Facing each other on a stage at Belmont University, the three Republicans and one Democrat tried to make their cases while on a short leash, as the WSMV-TV/Channel 4 moderators kept response times short throughout the one-hour debate. TV stations across the state broadcast the session.
The questions poured in from the moderators, from citizens participating in the town hall format, from TV viewers across the state, from Facebook users and from the candidates themselves.
U.S. Rep. Zach Wamp of Chattanooga asked a fellow Republican, Knoxville Mayor Bill Haslam, why he had given money to former Vice President Al Gore's first presidential campaign.
What about his liberal agenda did you think was worthy of your precious resources?" Wamp asked.
Haslam avoided talking about Gore but said he had supported plenty of conservatives.
"I have an incredible track record over a long period of years of financially investing in a lot of candidates who are strong conservatives from our state," he said.
When a Chattanooga viewer, shown on TV monitors, asked the candidates about removing the sales tax on food for low-income residents, Wamp and Haslam said the issue would have to wait for an economic rebound. The other Republican, Lt. Gov. Ron Ramsey, suggested looking at cutting other taxes.
"We are a sales-tax-based state," Ramsey said.
But Mike McWherter, the lone Democrat in the race, said reducing the tax on groceries would be one of his top priorities in a push to help working families.
"Here's where there's a real distinction between the Democrat running in this race and the Republicans," said McWherter, a Jackson businessman and son of former Gov. Ned Ray McWherter.
McWherter will face the winner of the Republican primary in November. Early voting for the primaries starts Friday. Election day is Aug. 5.
The candidates also took various approaches to a question about a specific state program they would cut. Wamp talked about how "we're all going to have to tighten our belt," while Haslam said he had learned as mayor that "you don't make three or four big cuts, you make a thousand small ones." McWherter said Democratic Gov. Phil Bredesen had kept the state budget "pretty tight."
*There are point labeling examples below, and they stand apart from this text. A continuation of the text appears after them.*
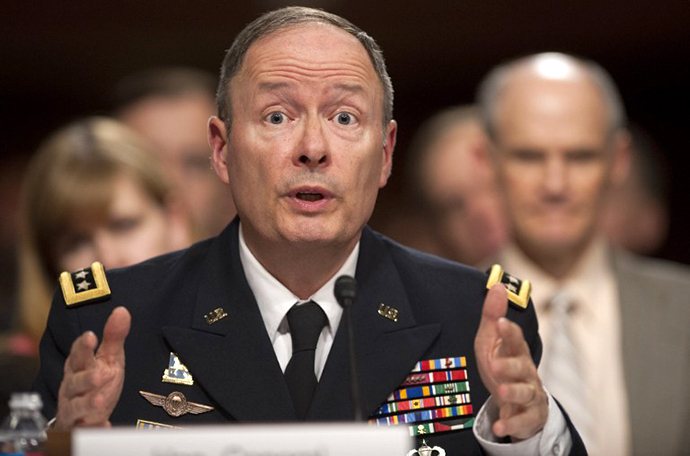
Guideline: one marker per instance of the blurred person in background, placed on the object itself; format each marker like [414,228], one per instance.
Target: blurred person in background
[452,184]
[170,107]
[616,345]
[93,192]
[636,215]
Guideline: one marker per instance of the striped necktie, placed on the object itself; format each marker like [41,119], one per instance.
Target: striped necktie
[306,322]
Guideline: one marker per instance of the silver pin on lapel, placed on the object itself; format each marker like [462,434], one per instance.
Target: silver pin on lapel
[175,404]
[215,316]
[388,312]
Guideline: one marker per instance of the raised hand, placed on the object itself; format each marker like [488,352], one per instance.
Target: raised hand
[92,383]
[508,371]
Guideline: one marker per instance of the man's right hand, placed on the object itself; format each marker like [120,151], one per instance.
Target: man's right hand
[92,383]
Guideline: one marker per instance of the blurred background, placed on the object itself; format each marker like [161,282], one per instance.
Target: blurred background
[61,60]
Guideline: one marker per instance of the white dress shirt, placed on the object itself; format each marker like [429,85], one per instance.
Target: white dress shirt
[596,329]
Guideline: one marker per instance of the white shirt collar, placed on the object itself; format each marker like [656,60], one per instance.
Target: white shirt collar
[275,300]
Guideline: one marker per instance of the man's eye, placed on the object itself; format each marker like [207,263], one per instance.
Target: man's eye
[276,118]
[345,118]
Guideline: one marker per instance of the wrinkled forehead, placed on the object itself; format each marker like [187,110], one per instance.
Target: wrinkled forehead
[312,49]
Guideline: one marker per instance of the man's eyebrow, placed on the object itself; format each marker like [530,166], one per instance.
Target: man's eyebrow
[269,86]
[353,88]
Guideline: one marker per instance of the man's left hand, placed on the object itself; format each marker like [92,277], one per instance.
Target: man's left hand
[508,371]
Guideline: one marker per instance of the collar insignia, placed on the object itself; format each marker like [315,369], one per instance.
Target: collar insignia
[388,312]
[518,290]
[213,317]
[177,372]
[85,286]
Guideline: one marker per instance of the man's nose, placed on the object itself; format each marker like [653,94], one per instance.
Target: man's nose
[313,148]
[555,175]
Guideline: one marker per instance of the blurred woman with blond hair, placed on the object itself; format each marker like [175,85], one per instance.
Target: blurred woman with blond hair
[93,192]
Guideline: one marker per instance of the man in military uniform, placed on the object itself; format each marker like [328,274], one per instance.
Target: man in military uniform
[218,332]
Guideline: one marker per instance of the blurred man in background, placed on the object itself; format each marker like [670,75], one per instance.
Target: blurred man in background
[636,216]
[170,108]
[617,353]
[452,183]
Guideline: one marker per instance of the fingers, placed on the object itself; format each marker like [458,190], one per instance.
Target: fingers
[495,307]
[522,421]
[512,339]
[81,353]
[92,383]
[114,334]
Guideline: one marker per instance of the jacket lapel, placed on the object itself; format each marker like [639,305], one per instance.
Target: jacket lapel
[386,350]
[232,359]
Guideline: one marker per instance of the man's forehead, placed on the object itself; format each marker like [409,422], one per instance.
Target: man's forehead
[556,103]
[309,50]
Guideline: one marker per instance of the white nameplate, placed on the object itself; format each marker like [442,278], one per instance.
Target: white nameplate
[246,440]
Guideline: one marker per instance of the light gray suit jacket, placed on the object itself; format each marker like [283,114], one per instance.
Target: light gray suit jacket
[655,309]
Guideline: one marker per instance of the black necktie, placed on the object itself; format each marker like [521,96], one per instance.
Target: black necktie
[306,322]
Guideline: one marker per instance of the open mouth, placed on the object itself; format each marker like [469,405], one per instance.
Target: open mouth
[306,196]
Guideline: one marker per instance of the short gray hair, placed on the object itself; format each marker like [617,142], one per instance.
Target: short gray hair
[283,18]
[491,86]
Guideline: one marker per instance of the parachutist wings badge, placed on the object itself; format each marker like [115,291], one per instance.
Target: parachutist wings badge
[175,404]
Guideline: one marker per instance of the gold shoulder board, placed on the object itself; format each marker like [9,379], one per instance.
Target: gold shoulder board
[518,290]
[85,286]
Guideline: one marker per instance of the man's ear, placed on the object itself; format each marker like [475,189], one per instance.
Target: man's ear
[622,155]
[388,147]
[218,140]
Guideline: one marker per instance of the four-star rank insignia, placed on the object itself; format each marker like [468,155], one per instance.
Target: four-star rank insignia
[85,286]
[518,290]
[177,372]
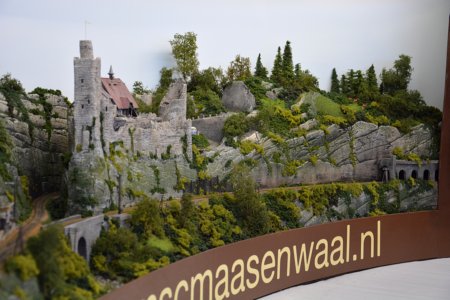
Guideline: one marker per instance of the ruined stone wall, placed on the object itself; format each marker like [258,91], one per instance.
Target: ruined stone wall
[211,127]
[39,151]
[87,97]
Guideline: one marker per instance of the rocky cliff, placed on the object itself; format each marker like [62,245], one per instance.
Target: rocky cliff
[41,139]
[322,155]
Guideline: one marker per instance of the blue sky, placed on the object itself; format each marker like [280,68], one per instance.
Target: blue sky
[40,38]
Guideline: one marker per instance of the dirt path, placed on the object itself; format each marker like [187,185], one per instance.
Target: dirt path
[15,240]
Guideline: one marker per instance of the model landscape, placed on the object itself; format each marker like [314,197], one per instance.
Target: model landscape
[144,178]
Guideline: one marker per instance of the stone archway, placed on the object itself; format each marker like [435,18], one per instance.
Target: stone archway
[82,247]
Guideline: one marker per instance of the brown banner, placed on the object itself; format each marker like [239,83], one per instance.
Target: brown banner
[264,265]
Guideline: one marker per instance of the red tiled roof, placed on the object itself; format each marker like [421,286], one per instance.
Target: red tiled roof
[119,93]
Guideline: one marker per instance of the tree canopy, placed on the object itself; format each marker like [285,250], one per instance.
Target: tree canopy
[184,50]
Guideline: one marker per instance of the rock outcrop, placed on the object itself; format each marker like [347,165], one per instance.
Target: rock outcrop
[238,98]
[336,154]
[42,143]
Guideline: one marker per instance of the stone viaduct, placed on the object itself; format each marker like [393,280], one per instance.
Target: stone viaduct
[392,168]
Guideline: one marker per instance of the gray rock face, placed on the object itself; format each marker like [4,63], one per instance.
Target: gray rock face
[39,150]
[350,154]
[238,98]
[211,127]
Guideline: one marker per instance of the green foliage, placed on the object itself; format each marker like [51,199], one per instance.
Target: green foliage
[313,159]
[249,209]
[283,203]
[207,102]
[200,141]
[6,147]
[328,119]
[184,50]
[62,273]
[334,82]
[208,79]
[255,86]
[290,167]
[247,146]
[274,117]
[235,125]
[398,78]
[146,219]
[260,70]
[239,69]
[277,69]
[287,66]
[164,83]
[139,89]
[23,266]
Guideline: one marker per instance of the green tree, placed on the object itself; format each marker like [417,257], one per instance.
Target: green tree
[207,102]
[184,50]
[146,219]
[372,83]
[304,81]
[164,82]
[211,78]
[250,210]
[139,89]
[277,70]
[239,69]
[63,274]
[344,85]
[398,78]
[6,146]
[287,66]
[260,70]
[334,82]
[235,125]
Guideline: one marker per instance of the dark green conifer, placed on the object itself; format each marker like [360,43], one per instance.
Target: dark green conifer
[277,69]
[260,70]
[334,82]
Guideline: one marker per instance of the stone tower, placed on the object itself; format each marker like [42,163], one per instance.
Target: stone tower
[87,98]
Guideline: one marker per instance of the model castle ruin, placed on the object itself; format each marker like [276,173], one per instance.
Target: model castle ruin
[106,112]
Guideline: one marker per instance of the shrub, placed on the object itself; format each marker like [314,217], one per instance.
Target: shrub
[235,125]
[200,141]
[247,146]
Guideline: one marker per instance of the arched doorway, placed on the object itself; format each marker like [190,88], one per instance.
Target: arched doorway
[82,248]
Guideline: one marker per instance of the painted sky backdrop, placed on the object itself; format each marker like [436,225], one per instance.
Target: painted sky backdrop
[39,38]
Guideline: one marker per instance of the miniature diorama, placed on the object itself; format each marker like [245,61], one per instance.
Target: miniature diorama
[121,181]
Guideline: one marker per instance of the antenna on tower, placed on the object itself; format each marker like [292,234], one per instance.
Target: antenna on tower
[85,29]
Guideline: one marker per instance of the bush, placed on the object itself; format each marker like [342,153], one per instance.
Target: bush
[235,125]
[246,147]
[200,141]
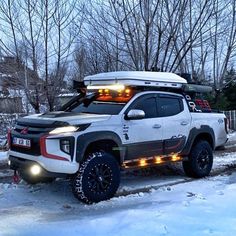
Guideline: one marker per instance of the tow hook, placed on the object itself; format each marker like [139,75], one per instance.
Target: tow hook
[16,177]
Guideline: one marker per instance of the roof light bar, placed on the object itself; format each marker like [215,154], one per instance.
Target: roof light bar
[110,87]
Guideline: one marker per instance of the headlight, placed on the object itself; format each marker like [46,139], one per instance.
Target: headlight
[35,170]
[64,129]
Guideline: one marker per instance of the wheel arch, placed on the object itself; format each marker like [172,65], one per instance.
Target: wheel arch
[204,133]
[101,140]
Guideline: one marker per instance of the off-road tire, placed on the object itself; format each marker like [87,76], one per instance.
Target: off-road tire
[200,160]
[97,179]
[30,179]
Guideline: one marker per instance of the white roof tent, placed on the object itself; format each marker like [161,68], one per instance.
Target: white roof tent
[121,79]
[146,79]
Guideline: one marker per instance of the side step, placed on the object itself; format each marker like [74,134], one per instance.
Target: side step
[150,161]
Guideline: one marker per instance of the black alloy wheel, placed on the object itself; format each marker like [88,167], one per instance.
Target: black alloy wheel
[97,179]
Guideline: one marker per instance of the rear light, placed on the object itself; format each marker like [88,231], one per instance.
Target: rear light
[9,138]
[226,125]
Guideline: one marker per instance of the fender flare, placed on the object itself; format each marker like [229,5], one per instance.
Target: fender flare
[85,140]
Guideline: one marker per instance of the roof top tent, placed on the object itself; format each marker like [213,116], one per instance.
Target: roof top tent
[135,79]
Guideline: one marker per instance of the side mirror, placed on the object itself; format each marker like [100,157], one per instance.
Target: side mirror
[135,114]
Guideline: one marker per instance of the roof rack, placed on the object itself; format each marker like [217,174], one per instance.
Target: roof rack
[146,80]
[136,79]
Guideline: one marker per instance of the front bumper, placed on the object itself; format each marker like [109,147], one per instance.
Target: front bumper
[20,164]
[21,160]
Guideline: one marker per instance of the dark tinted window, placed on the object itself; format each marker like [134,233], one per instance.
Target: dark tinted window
[169,106]
[148,105]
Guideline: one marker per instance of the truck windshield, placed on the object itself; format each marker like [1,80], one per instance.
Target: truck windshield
[98,107]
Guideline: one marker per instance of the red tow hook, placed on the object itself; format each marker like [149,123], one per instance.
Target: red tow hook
[16,177]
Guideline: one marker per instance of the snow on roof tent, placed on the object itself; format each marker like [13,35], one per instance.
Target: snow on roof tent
[134,78]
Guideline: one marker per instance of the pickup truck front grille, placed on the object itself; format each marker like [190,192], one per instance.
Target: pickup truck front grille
[32,130]
[32,133]
[33,150]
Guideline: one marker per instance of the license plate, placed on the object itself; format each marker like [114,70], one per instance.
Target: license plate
[21,142]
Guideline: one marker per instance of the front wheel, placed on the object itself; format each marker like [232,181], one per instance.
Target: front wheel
[97,179]
[200,160]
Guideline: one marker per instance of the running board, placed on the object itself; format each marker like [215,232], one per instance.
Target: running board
[151,161]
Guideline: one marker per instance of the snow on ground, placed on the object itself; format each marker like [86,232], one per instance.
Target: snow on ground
[202,207]
[3,157]
[232,136]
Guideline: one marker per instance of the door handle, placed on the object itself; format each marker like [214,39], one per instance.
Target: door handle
[184,123]
[156,126]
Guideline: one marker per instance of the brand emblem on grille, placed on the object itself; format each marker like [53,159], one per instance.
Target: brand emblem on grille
[24,130]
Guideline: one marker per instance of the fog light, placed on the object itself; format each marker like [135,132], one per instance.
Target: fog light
[35,169]
[65,146]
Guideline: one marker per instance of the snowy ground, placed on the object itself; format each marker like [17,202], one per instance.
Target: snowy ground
[174,205]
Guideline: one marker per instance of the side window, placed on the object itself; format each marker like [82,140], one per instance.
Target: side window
[148,105]
[169,106]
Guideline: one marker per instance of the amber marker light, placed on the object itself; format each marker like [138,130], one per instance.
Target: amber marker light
[142,162]
[158,160]
[175,158]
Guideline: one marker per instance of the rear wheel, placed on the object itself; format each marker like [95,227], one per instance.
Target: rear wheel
[98,178]
[200,160]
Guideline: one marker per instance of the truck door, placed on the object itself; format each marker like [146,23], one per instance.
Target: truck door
[176,122]
[143,137]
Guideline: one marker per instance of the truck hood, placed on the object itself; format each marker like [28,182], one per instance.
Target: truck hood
[60,118]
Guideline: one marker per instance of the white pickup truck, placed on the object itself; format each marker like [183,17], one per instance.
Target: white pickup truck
[124,120]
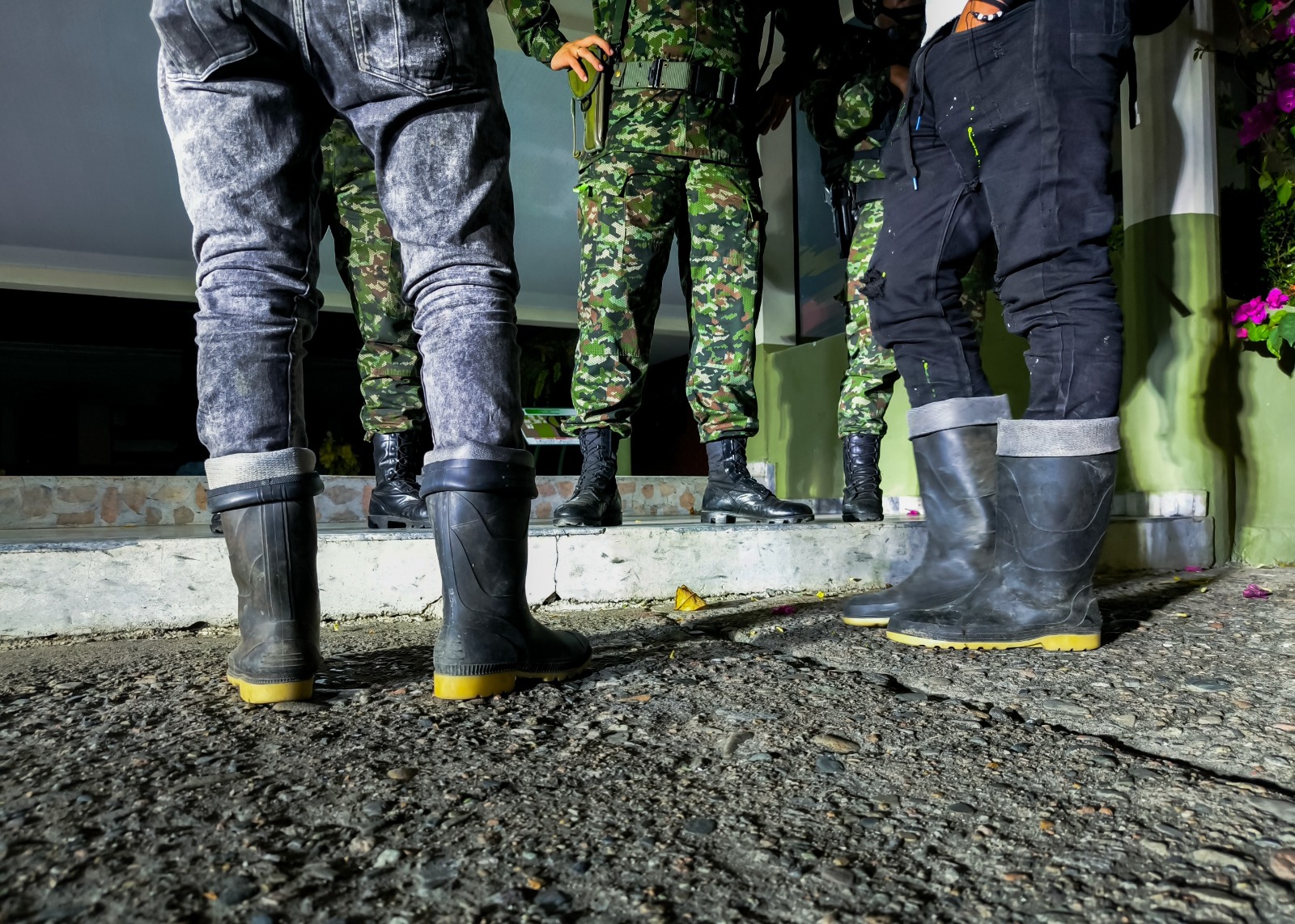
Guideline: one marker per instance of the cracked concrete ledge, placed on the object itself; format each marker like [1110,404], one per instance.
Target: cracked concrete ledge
[122,580]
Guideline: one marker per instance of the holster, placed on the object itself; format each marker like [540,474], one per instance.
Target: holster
[591,109]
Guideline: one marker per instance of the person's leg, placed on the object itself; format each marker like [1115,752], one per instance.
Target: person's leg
[246,140]
[725,250]
[368,258]
[869,381]
[627,211]
[1047,172]
[424,99]
[1042,135]
[929,239]
[388,358]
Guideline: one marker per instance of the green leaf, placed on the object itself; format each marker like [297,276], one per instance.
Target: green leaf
[1286,329]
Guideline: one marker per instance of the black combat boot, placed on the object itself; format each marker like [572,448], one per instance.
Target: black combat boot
[479,511]
[272,548]
[394,502]
[731,492]
[1053,511]
[596,501]
[957,468]
[863,498]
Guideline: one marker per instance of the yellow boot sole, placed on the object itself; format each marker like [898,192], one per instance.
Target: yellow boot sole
[272,693]
[446,686]
[1062,642]
[877,623]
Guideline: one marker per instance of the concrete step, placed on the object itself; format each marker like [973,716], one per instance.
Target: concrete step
[103,579]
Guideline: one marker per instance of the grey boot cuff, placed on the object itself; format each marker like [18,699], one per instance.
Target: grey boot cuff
[1059,438]
[252,468]
[957,412]
[485,452]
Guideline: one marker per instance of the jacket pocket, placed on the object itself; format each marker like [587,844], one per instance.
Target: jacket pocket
[408,41]
[200,38]
[1098,17]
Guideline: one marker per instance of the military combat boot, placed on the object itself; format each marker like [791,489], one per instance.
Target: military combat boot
[269,519]
[863,498]
[955,444]
[394,502]
[490,638]
[732,494]
[1055,479]
[596,501]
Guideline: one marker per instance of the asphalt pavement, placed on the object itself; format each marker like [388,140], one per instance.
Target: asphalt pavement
[751,761]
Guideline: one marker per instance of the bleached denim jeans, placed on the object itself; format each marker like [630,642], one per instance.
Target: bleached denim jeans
[248,92]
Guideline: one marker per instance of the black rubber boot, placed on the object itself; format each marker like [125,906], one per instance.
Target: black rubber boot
[395,502]
[732,494]
[490,637]
[957,471]
[1053,513]
[596,500]
[272,557]
[863,498]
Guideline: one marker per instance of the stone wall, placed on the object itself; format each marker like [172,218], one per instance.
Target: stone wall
[121,501]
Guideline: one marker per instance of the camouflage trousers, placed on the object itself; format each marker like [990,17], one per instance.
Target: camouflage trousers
[368,261]
[868,384]
[632,206]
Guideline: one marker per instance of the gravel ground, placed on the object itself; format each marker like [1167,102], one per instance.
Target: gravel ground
[750,761]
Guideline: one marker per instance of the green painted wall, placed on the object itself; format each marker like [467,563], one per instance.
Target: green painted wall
[1178,426]
[1195,413]
[1266,459]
Ramsey, who has talked of cutting one-third of the state's departments but hasn't said which ones, then said he was the only candidate "who actually has a plan to cut state government," though he didn't go into details.
"Either my opponents don't know how or don't have the guts to do it," he said.
Asked what they had learned from the recent floods, McWherter was more specific than the others. He said cities would have to "make surewe don't allow devel op ers to con tinue to put homes in areas that are flood-prone land."
The Republican candidates talked more generally of the heartening response they had seen from volunteers throughout the state. After Ramsey said he had learned "what a great state we live in," Wamp countered, "I didn't learn that; I already knew that."
Wamp and Ramsey have developed a tense relationship as each man has worked to grab enough conservative votes to beat Haslam, who is generally viewed as more moderate. Haslam is a multi-millionaire whose campaign has raised more than $8.7 million — a fact Ramsey and Wamp tried to attack at times during the debate.